The Academia Sinica Systems of Voice Conversion for VCC2020

Abstract

This paper describes the Academia Sinica systems for the two tasks of Voice Conversion Challenge 2020, namely voice conversion within the same language (Task 1) and cross-lingual voice conversion (Task 2). For both tasks, we followed the cascaded ASR+TTS structure, using phonetic tokens as the TTS input instead of the text or characters. For Task 1, we used the international phonetic alphabet (IPA) as the input of the TTS model. For Task 2, we used unsupervised phonetic symbols extracted by the vector-quantized variational autoencoder (VQVAE). In the evaluation, the listening test showed that our systems performed well in the VCC2020 challenge.

Index Terms: Voice conversion challenge, IPA, ASR, TTS, VQVAE, Transformer

1 Introduction

Voice conversion (VC) is a means of converting one voice to another. This is a technique that modifies speech waveform by converting non-linguistic information while retaining linguistic information. While there are a wide variety of types and applications of VC, the most typical one is speaker voice conversion that converting speaker identity information while retaining linguistic information. In order to improve the VC technology, the voice conversion challenge (VCC) has been launched since 2016, and the VCC2020 challenge is the third one in the series.

There are two tasks in VCC2020. The first task (Task 1) is VC within the same language, i.e., mono-lingual VC. The speech utterances of 4 source and 4 target speakers (consisting of both female and male speakers) from fixed corpora are used as training data. Each speaker utters a sentence set consisting of 70 sentences in English. Only 20 sentences are parallel and the other 50 sentences are nonparallel between the source and target speakers. The second task (Task 2) is cross-lingual VC. The training data includes the speech utterances of 6 target speakers (consisting of both female and male speakers) from fixed corpora and the speech utterances of the source speakers in the first task. Each target speaker utters another sentence set consisting of around 70 sentences in a different language; 2 target speakers utter in Finnish, 2 target speakers utter in German, and 2 target speakers utter in Mandarin. Other voices of the same source speakers in English are provided later as test data consisting of around 25 sentences for each speaker. Each participant need to generate converted voices from them using the developed 16 conversion systems for the first task or 24 conversion systems for the second task.

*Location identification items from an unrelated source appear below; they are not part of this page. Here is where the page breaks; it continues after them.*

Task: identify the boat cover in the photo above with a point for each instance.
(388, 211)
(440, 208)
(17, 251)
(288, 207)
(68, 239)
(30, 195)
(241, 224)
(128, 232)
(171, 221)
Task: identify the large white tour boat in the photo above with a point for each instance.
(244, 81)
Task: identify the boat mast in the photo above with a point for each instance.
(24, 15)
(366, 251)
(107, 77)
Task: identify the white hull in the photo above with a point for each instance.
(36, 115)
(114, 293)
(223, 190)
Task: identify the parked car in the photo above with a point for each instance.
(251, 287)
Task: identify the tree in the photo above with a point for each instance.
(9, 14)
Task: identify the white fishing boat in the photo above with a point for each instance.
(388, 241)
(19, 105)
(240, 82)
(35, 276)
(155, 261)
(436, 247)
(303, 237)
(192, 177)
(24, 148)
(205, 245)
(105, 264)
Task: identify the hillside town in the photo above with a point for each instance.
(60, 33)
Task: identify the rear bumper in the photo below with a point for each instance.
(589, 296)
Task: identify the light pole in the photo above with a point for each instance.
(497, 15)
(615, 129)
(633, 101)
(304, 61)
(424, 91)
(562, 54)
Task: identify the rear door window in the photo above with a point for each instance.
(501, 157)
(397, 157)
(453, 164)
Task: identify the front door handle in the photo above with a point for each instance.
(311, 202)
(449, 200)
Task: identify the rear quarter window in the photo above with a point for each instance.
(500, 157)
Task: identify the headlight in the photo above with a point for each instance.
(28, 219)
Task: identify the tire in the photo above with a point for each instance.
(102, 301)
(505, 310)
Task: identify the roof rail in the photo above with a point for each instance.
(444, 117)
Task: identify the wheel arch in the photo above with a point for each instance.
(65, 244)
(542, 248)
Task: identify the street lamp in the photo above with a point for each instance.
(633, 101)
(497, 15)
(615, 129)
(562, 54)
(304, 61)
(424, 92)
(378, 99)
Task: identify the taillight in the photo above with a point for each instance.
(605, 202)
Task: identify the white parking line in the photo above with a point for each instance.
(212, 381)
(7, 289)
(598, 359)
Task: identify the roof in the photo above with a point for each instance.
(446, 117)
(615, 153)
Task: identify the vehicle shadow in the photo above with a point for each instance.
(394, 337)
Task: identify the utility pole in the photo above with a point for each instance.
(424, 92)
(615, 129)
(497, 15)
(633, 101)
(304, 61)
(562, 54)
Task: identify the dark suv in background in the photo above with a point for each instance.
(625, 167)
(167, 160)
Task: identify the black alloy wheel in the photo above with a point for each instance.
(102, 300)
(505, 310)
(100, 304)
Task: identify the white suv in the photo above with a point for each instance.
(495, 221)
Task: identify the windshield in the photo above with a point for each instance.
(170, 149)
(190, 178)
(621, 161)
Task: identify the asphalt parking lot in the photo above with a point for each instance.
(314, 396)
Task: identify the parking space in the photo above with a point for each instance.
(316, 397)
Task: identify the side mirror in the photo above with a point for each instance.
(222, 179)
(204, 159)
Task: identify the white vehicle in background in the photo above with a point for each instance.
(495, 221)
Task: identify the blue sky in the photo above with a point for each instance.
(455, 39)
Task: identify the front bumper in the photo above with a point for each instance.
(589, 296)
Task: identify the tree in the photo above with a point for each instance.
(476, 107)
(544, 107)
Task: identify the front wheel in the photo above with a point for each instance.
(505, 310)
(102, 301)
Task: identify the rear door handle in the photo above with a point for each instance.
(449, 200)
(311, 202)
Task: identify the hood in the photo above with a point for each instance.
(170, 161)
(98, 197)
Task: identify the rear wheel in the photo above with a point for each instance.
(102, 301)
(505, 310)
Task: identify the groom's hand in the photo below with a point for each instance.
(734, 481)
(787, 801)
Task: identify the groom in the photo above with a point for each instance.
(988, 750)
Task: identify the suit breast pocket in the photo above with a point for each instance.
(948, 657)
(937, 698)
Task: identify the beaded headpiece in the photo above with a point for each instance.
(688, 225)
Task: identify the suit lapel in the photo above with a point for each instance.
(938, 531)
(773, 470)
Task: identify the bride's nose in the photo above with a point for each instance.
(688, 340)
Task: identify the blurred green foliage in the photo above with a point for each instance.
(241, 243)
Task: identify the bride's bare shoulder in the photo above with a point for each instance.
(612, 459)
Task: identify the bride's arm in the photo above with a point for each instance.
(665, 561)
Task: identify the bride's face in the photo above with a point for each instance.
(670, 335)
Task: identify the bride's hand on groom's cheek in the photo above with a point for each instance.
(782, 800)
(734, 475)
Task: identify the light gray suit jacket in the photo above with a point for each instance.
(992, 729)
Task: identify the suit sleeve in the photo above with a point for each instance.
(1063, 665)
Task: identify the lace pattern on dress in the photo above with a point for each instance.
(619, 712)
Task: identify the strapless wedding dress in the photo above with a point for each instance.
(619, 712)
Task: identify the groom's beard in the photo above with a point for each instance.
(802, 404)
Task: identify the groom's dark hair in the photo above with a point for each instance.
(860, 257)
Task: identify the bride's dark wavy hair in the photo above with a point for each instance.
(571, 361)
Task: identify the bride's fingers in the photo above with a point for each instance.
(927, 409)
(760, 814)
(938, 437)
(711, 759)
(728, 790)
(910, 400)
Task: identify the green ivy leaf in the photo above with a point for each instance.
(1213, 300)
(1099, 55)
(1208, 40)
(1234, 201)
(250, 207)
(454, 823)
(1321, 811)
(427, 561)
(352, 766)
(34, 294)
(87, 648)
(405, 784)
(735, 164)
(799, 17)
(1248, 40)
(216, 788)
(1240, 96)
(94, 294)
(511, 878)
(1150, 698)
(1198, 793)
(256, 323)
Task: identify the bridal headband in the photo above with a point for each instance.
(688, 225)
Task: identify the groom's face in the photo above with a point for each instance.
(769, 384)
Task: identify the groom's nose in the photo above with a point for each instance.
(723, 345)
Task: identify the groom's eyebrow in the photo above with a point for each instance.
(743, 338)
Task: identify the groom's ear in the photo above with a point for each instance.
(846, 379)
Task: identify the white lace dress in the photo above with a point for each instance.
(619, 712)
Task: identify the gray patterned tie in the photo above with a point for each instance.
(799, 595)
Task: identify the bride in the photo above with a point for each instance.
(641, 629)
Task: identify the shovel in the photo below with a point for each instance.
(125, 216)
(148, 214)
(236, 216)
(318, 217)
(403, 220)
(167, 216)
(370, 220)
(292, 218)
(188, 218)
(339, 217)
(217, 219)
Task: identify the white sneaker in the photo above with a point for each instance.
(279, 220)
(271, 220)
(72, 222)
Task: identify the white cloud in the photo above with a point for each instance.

In this paper, we describe our systems for both tasks in VCC2020. For more detailed information about VCC2020, please refer to the official website¹¹1http://www.vc-challenge.org/ and [1].

2 System Descriptions

We implemented two VC systems for VCC2020, one for Task 1 and the other for Task 2.

2.1 Task 1: voice conversion within the same language

For the first task, we built the VC system with the Kaldi ASR [2] and ESPNet-TTS (Tacotron2 TTS) [3] toolkits, as shown in Figure 1. The two models were trained independently. Finally, we used the Parallel WaveGAN [4] vocoder to generate waveforms to enhance naturalness and similarity. We will describe each model in the following subsections.

2.1.1 Kaldi ASR

To train the ASR model, we followed the Kaldi recipe²²2https://github.com/kaldi-asr/kaldi/tree/master/egs/librispeech of the LibriSpeech corpus [5]. The training process of our ASR system was divided into two parts, data processing, and acoustic modeling.

For data processing of the LibriSpeech corpus, we first extracted two MFCC features with different resolutions. The 13-dimensional MFCCs were used to train the GMM-based acoustic models. The 40-dimensional MFCCs were used to train the i-vector extractor and NN-based acoustic models. Then, we used the CMU pronunciation dictionary [6] to convert the English word transcriptions into the CMU pronunciation format, and mapped the CMU pronunciation symbols into the corresponding IPA symbols [7].

For acoustic modeling, the training set of the LibriSpeech corpus was first used to train the GMM-based acoustic models and the i-vector extractor. Following the model structure and training steps of the recipe, we created the alignment and lattice based on the GMM-based acoustic models, performed the data cleanup procedure, and extracted the 400-dimensional i-vectors to train the NN-based acoustic models. For the NN-based acoustic models, we selected the “chain” model structure (i.e., TDNN-F) [8, 9, 10]. The 40-dimensional MFCCs and the 400-dimensional i-vectors were concatenated as the input of TDNN-F.

Refer to caption — Figure 1: The flow chart of our system for Task 1.

2.1.2 Tacotron2 TTS

To train the Tacotron2 TTS model [11], we followed the ESPNet recipe of the LibriTTS corpus³³3https://github.com/espnet/espnet/tree/master/egs/libritts/tts1 [12]. First, we extracted the 80-dimensional Mel-spectrogram and 512-dimensional x-vector from each utterance in the LibriTTS corpus. The speaker model used to extract the x-vectors was pre-trained with the Kaldi toolkit. As with the training of the Kaldi ASR system, the English word transcriptions were converted into the IPA symbols.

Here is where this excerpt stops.